Ma resta il fatto che di nuovo, come cinque anni fa, le liste per le regionali, in Puglia, sono infarcite di “impresentabili”.
Alcuni notabili ritornano, come nella scorsa legislatura, nelle file del Partito Democratico. Altri tentano la scalata al “potere barese”. Come Mario Cito, figlio dell’ex sindaco neo-fascista e parlamentare di Taranto, Giancarlo, che nonostante la condanne scontate a diversi anni di carcere, alcuni dei quali per concorso esterno in associazione mafiosa, è tuttora sulla scena politica tarantina attraverso i figli Mario e Antonella, entrambi consiglieri comunali; quest’ultima è stata candidata pure alle ultime politiche con Forza Nuova. Mentre oggi “il figlio maschio” tenta il grande salto verso Bari, avendo trovato spazio nelle liste Udc-Psi a sostegno di Raffaele Fitto, forte delle 5.500 preferenze totalizzate alle scorse regionali, quando si candidò con Forza Italia.
Perché se Michele Emiliano ha imbarcato un po’ tutte le anime politiche: comunisti, democristiani, liberali, neoborbonici, verdi, altrettanto forte delle quindici liste che si presentano in suo sostegno, nella coalizione di Raffaele Fitto, invece, c’è sempre posto per i vecchi amici forzisti.
L’ex senatore di Forza Italia, Antonio Azzolini, è uno di questi. Sindaco di Molfetta per 6 anni e presidente della Commissione Bilancio del Senato per altri 13 anni, Azzolini si gode il buen ritiro pugliese dopo cinque legislature passate a Palazzo Madama. Ma a 73 anni, dopo essere uscito assolto da alcune vicende giudiziarie legate al e per cui i magistrati avevano chiesto (respinta dal Senato) l’autorizzazione a porlo agli arresti domiciliari, Azzolini ritorna sulla scena politica pugliese, lì a Molfetta da dove era partito, ora candidato nel collegio di Bari con Forza Italia, manco a dirlo.
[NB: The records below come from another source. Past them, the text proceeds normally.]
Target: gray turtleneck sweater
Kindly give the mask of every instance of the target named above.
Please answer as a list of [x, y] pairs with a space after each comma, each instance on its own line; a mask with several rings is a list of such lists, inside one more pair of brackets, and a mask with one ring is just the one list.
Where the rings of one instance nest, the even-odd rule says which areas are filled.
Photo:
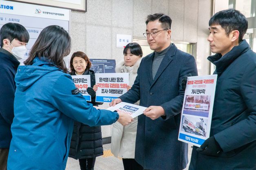
[[154, 56], [152, 62], [152, 78], [153, 80], [154, 80], [154, 77], [156, 76], [157, 70], [158, 70], [159, 68], [159, 66], [160, 66], [163, 59], [171, 46], [172, 44], [171, 43], [169, 47], [164, 50], [160, 52], [157, 52], [156, 51], [154, 52]]

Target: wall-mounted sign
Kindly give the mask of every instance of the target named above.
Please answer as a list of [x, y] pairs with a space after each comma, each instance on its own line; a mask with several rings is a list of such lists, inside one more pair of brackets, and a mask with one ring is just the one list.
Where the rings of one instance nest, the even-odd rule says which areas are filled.
[[87, 0], [9, 0], [20, 2], [24, 2], [35, 5], [64, 8], [86, 12]]
[[24, 58], [19, 60], [21, 65], [27, 58], [30, 49], [43, 29], [57, 25], [68, 32], [68, 9], [3, 0], [0, 0], [0, 4], [2, 6], [0, 11], [0, 28], [8, 22], [18, 23], [23, 26], [29, 34], [27, 52]]
[[124, 48], [127, 44], [131, 42], [131, 35], [117, 34], [117, 47]]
E ciò nonostante una condanna appena ricevuta (pena sospesa ad 1 anno) per concorso in bancarotta semplice al termine del processo sul crac da 500mila euro dell’ente ecclesiastico Casa della Divina Provvidenza di Bisceglie. Un premio alla buona amministrazione, insomma. Come quello ricevuto con la candidatura sempre da parte di Forza Italia, dagli ex amministratori del comune di Taranto al tempo del fallimento come Umberto Ingrosso e da Massimiliano Di Cuia (figlio dell’ ex assessore Antonio).
La mappa del potere
È questa, dunque, una cartografia, seppur parziale, del notabilato che ancora una volta si appresta a governare una regione del Sud. L’autobiografia politica di una regione, la Puglia, considerata la più dinamica culturalmente e socialmente, del Mezzogiorno. Che fatica ancora, però, a far emergere una generazione politica, nonostante ne abbia avuto le occasioni elettorali. E questo è anche quello che resta della Primavera Pugliese.
Perché se è vero che non sono tutti uguali e che la vittoria della coalizione di Raffaele Fitto farebbe regredire in un sol colpo la Puglia di 30 anni, è altrettanto vero, però, che restano le matasse, i legacci dei poteri che negli ultimi 15 anni il centro-sinistra non è stato in grado di sbrigliare.
Su quale modello di agricoltura puntare, che modello di sanità territoriale adottare, sulla visione di economia che si intende opporre ai potentati di questa terra come i signori privati dei rifiuti, le multinazionali dell’energia, i grandi inquinatori. Da questo punto di vista, il vasto mondo dell’associazionismo, le numerose esperienze municipaliste e della società civile che in massima parte sono sbocciate in Puglia negli ultimi 15 anni, hanno le idee chiare su quale modello di governo puntare. Resta da capire, invece, quale sarà, fino in fondo, la visione politica che vorrà portare avanti la coalizione che sosterrà l’ex magistrato e sindaco di Bari, Michele Emiliano, il quale gode dalla sua parte di vasto consenso personale, ma ha di fronte molti ostacoli alla rielezione e una grande responsabilità. L’accordo-mancato tra Pd e 5stelle – con quest’ultimo che presenta Antonella Laricchia per la presidenza – innanzitutto; intesa che invece avverrà in altre regioni al voto il 20 e 21 settembre (vedi Liguria).
È lo stesso schieramento “democratico” che si presenta spaccato, con la candidatura a governatore anche del renziano Ivan Scalfarotto, in quota Italia Viva. Ed è così che per Emiliano agli ostacoli si somma una responsabilità. Perché la sfida elettorale pugliese, come qualcuno ha già ipotizzato, rischia di condizionare le sorti del governo nazionale. Infatti, la regione Puglia oggi si presenta come l’ago della bilancia della tenuta del governo di Giuseppe Conte, il quale si è speso in prima persona, senza successo, per trovare un accordo tra i partiti di governo PD-M5S-IV. Ed è dunque concreto il rischio che alla scomparsa, in caso di sconfitta, di una parte del ceto progressista pugliese che è presente nella coalizione di Emiliano, la segua nella sparizione qualcuno che sul piano nazionale anche dice di esserlo, almeno a parole.